Statement of the Problem: The use of low dose radiation has been shown to be effective in the resolution of non CNS amyloidosis. Our consortium began looking at various hemi brain and whole brain low dose radiation doses to determine its impact on amyloid and neurocognitive function (NCT).

Methodology & Theoretical Orientation: The Detroit group used the APPswePSEN1dE9 murine model, and tested NCT using the Morris Water Maze. The animals received whole brain radiation of 5 x 2 Gy at age 64 week and were tested 5 days before treatment and 8 weeks after treatment. Spatial learning and memory was assessed. The Geneva group used the TgF344-AD rat model. Female animals were treated with 5 x 2 Gy hemi brain irradiation at age 15 months and tested 3 weeks and 3 months after treatment. Open field (locomotor activity) and y maze (working memory) testing were assessed. Control animals were also tested. Animals were sacrificed after testing to determine amyloid-beta plaque changes. 

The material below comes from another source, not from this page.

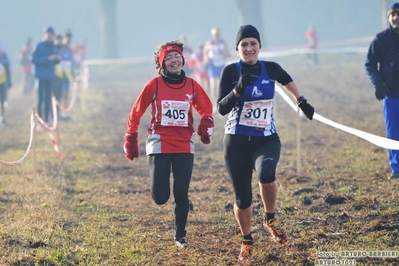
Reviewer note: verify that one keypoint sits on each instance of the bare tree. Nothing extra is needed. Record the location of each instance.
(250, 12)
(109, 42)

Findings: Both models showed a statistically significant improvement in cognitive abilities in the treated animals. Data from Detroit I shown in Fig.1 The treated group displayed significantly reduced latencies (31.0±17.6 seconds) compared to the untreated group (53.9±14.9 seconds) across trials on day 5 (p = 0.03). These differences were not due to baseline ambulatory /swimming velocities. The Geneva animals showed increased spatial memory index and decreased hyperactivity at 3 months.The test for younger males showed a clear decrease in TSPO in bilateral hippocampi. At sacrifice the Detroit group had noted reduction in amyloid plaque density. The Geneva group could not document a reduction in amyloid density but this may be due to a much higher plaque density in this model.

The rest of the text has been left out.